Die große Lebenslüge der Rosinenpicker
Binnenmarktregeln müssen für alle Teilnehmer gelten.
D ie Währung verfällt in atemberaubendem Tempo, geleakte Papiere zeigen, dass die Regierung insgeheim an Katastrophenszenarien für die Tage nach dem No-Deal-Brexit bastelt, Regierung und Unterhaus liefern per TV täglich ein Bild abenteuerlicher politischer Inkompetenz ins Haus.
Das alles, weil die am Ruder stehenden HardcoreBrexiteers ihr Versprechen, Großbritannien werde nach dem EU-Beitritt seine volle Souveränität zurückgewinnen, aber weiter praktisch voll am EU-Binnenmarkt teilnehmen, nicht einlösen können. Denn selbstverständlich enthält der bereits ausverhandelte Brexit-Vertrag eine Reihe von Verpflichtungen.
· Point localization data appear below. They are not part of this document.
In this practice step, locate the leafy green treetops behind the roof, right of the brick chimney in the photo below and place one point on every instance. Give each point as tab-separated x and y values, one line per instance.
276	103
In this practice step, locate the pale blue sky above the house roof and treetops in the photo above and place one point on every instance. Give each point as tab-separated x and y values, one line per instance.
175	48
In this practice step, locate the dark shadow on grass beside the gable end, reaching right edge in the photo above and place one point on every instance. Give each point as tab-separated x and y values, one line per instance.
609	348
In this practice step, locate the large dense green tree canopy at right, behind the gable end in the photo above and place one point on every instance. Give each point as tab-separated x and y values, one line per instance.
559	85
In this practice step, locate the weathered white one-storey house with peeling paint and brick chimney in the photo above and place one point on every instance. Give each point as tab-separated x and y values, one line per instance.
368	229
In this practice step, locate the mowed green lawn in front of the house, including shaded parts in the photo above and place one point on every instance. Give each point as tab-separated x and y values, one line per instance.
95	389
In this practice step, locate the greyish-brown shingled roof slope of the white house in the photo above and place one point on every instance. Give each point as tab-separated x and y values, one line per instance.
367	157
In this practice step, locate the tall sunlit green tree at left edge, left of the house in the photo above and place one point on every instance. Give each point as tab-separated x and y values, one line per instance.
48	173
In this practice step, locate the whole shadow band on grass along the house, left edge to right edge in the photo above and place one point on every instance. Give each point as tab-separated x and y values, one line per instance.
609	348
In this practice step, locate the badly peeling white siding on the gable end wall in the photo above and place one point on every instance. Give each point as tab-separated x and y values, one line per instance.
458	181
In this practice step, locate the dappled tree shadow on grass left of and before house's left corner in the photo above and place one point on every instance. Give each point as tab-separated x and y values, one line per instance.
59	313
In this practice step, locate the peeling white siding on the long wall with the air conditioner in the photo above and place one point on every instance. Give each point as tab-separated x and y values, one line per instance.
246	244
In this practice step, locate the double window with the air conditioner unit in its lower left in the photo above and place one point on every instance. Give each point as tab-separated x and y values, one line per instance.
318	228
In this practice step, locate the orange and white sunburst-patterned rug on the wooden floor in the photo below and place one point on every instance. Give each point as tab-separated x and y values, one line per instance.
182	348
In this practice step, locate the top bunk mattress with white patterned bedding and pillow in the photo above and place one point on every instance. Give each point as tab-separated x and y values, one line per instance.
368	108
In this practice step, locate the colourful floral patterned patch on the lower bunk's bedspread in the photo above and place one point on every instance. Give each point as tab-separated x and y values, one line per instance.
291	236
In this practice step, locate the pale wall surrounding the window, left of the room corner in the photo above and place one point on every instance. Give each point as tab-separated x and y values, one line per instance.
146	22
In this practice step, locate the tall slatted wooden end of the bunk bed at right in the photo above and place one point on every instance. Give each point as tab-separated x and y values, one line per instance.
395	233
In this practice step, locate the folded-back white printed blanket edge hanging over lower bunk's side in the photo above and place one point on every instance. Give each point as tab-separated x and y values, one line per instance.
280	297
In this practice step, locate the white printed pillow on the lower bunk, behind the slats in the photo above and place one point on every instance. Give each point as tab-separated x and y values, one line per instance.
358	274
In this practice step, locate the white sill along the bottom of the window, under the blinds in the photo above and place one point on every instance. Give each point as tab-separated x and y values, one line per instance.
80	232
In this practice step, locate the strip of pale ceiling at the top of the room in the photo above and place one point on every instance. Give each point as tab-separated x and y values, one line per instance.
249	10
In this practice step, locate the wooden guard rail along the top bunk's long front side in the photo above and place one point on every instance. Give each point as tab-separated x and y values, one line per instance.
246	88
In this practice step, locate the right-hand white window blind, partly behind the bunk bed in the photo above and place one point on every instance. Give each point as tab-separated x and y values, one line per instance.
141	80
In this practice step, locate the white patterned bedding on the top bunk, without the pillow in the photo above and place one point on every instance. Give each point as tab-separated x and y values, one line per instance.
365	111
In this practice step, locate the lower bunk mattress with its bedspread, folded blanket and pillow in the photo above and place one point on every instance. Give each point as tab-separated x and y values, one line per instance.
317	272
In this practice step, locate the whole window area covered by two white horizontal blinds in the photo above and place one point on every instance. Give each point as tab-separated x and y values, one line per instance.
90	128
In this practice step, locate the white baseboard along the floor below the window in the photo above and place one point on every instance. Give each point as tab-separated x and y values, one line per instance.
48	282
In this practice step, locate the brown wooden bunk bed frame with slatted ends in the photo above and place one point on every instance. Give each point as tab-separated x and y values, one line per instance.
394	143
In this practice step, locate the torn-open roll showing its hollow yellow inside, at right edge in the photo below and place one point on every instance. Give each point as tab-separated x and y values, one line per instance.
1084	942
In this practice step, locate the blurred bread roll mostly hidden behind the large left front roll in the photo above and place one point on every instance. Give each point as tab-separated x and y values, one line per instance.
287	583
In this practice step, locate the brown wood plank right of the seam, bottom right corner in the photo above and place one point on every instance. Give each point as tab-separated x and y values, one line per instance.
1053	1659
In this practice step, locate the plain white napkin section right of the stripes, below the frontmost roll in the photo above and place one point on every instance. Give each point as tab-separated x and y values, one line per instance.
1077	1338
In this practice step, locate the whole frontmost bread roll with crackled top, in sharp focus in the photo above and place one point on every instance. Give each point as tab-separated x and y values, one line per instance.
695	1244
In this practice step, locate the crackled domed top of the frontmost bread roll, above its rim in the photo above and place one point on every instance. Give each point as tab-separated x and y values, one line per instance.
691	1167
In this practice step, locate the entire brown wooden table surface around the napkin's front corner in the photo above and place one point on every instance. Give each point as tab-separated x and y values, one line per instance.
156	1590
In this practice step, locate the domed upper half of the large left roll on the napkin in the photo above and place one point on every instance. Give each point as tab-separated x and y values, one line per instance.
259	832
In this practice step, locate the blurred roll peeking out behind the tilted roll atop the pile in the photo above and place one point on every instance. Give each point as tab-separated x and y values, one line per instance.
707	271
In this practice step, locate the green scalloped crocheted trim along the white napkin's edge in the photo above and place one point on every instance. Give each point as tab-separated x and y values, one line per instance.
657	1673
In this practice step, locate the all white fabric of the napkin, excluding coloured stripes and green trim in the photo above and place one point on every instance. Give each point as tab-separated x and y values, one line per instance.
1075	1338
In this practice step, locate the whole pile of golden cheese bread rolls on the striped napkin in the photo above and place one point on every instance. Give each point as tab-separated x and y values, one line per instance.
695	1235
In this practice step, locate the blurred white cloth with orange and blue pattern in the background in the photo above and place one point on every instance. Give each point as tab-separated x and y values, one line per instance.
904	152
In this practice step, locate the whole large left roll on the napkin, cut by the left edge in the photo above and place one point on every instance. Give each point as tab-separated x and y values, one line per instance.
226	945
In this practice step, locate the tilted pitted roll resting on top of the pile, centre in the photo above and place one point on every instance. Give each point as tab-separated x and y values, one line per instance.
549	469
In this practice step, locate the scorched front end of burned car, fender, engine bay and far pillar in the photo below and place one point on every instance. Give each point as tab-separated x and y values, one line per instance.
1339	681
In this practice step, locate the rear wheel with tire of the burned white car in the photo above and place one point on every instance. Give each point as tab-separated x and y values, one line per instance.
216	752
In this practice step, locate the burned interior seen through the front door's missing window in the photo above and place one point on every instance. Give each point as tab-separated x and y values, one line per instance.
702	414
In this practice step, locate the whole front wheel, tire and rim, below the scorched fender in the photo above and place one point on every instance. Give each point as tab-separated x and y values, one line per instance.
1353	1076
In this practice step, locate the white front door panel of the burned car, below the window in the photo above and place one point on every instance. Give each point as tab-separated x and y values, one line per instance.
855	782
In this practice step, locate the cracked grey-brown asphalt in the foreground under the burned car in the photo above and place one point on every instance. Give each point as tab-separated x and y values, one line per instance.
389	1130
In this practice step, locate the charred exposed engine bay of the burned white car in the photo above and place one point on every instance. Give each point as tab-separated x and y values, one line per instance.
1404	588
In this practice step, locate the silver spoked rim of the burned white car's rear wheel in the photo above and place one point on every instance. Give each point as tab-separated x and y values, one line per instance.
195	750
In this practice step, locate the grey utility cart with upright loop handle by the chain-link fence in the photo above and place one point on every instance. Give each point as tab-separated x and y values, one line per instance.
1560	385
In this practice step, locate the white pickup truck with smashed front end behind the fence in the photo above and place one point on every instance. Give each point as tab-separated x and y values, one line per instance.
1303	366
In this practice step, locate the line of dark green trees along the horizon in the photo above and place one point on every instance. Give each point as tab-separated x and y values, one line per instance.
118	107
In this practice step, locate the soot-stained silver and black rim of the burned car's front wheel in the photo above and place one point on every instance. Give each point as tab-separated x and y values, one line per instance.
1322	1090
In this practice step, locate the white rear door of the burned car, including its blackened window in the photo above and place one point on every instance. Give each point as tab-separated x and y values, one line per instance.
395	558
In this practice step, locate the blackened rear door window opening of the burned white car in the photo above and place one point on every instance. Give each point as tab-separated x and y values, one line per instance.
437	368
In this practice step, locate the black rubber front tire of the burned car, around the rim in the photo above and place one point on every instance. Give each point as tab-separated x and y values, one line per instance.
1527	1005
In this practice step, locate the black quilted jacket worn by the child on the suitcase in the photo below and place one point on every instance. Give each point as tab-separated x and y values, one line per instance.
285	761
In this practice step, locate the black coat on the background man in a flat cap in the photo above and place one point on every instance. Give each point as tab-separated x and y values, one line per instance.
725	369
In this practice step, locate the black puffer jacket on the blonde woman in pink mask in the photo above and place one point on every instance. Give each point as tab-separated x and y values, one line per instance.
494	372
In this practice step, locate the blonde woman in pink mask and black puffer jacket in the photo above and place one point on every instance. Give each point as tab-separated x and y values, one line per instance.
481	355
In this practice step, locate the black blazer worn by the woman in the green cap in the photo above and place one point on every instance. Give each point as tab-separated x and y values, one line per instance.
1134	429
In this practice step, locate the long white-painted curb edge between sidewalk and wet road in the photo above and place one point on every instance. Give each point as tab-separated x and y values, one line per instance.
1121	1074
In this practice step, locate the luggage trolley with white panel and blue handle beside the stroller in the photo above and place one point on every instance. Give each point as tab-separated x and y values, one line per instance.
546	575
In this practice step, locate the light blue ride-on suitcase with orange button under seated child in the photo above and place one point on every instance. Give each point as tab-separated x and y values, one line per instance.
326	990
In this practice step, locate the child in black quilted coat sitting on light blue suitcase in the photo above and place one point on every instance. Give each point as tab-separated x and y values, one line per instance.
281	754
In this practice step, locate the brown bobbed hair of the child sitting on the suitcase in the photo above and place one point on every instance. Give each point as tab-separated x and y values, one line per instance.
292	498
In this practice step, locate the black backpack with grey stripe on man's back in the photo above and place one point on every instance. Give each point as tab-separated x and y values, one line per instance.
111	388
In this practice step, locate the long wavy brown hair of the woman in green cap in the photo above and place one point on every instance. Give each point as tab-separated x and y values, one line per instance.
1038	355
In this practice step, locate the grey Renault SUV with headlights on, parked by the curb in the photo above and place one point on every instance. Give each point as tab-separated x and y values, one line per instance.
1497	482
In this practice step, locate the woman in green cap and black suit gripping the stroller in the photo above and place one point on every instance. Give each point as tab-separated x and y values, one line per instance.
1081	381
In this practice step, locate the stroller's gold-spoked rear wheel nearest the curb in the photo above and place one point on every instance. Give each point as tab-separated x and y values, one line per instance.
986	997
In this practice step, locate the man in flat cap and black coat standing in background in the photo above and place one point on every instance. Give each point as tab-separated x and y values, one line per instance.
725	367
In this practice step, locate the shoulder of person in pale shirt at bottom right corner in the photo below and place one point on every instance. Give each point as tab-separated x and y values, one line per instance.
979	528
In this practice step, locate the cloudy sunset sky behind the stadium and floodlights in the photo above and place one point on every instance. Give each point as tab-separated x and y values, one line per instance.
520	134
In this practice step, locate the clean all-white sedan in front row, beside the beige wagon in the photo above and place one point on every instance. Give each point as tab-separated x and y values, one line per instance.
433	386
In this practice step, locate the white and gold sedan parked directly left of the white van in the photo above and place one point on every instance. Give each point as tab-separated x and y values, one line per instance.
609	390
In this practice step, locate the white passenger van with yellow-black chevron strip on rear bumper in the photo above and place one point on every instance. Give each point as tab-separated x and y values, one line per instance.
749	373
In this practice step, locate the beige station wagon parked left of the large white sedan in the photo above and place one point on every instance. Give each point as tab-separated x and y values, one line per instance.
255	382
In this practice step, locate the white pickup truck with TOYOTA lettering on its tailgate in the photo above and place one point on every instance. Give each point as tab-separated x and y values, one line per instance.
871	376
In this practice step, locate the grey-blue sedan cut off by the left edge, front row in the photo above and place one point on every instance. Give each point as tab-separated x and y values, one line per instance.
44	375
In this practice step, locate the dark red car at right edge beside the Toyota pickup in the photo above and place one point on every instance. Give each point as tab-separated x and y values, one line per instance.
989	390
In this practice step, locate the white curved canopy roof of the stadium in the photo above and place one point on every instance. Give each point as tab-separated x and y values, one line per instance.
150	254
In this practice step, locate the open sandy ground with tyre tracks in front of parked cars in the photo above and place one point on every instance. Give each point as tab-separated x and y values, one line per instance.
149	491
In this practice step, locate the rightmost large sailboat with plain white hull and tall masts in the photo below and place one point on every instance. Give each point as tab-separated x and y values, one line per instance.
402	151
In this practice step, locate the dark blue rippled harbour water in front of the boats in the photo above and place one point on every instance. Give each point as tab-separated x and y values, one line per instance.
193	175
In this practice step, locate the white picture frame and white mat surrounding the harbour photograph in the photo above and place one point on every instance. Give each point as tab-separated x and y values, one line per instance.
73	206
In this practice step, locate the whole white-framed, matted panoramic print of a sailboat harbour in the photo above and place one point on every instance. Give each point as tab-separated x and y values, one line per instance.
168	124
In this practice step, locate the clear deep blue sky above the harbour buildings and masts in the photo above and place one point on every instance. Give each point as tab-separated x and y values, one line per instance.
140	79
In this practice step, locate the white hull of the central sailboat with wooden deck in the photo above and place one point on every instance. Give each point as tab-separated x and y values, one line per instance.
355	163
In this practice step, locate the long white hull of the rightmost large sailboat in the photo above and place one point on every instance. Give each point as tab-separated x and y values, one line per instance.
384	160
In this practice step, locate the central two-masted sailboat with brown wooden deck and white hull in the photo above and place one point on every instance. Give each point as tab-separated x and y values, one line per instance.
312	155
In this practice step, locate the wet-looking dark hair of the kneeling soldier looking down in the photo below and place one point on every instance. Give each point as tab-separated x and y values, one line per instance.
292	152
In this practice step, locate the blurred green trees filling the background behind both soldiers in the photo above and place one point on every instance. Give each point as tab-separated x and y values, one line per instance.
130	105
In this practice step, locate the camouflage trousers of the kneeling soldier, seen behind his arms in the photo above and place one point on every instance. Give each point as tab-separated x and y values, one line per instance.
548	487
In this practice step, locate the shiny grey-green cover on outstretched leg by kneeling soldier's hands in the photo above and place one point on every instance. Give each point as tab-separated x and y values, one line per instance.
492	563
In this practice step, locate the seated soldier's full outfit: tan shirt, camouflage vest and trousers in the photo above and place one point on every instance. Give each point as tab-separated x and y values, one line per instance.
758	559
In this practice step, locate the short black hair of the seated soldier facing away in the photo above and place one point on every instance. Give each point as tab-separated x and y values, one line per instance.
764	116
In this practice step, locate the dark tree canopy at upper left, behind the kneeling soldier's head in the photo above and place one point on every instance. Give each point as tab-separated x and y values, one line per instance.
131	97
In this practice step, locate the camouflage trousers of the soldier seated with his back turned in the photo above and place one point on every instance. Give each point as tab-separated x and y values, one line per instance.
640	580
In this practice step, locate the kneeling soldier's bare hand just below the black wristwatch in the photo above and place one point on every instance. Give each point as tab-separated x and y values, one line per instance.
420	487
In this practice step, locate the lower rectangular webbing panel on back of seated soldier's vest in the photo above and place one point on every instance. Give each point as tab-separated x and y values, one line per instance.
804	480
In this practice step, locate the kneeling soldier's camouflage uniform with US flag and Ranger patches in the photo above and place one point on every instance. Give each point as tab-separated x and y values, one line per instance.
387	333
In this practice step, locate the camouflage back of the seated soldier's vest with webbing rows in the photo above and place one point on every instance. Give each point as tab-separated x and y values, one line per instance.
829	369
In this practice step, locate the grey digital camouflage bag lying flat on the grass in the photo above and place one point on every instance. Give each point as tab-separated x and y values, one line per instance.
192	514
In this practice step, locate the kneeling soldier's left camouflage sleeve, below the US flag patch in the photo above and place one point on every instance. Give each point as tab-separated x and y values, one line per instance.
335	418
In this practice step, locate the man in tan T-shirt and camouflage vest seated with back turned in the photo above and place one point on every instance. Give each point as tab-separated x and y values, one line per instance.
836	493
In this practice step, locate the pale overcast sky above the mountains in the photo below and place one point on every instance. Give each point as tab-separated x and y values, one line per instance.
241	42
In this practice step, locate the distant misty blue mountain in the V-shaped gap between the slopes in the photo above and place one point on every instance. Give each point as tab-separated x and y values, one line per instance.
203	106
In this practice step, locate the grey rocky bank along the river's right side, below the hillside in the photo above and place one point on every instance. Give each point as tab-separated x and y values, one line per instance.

Eine Erfahrung, die derzeit übrigens auch die Schweizer machen: Dort wackelt der neue Rahmenvertrag mit der EU, der eigentlich bis zum Ende der Ära Juncker abgeschlossen werden sollte. Und zwar ebenfalls aus innenpolitischen Gründen. Auch dort erzählen Populisten der Bevölkerung das Märchen, die Eidgenossen, die über zahlreiche bilaterale Verträge eine Art stimmrechtsloses, aber in EU-Regionaltöpfe einzahlendes EU-Mitglied sind, könnten volle Souveränität zurückgewinnen, ohne den Binnenmarkt zu verlieren. Die „NZZ“nennt das die „große Lebenslüge der Schweiz“. E ine, die sich populistisch hervorragend vermarkten lässt. Aber keinen Bezug zur Realität hat. Denn selbstverständlich kann ein Binnenmarkt nur funktionieren, wenn sich alle an dessen Regeln halten. Und diese Regeln werden nun einmal nicht in Brexit-London oder in Bern gemacht.
Die EU hat da gar keine große Wahl: Akzeptiert sie wirtschaftliches Rosinenpicken, dann werden die Fliehkräfte in ihrem ohnehin nicht allzu festen Verbund möglicherweise unbeherrschbar. Denn wieso soll irgendjemand die zweifellos vorhandenen Nachteile der Klubmitgliedschaft in Kauf nehmen, wenn er die Vorteile auch ohne Klubkarte haben kann? Gut, dass Brüssel bei solchen Abstaubversuchen neuerdings Härte zeigt.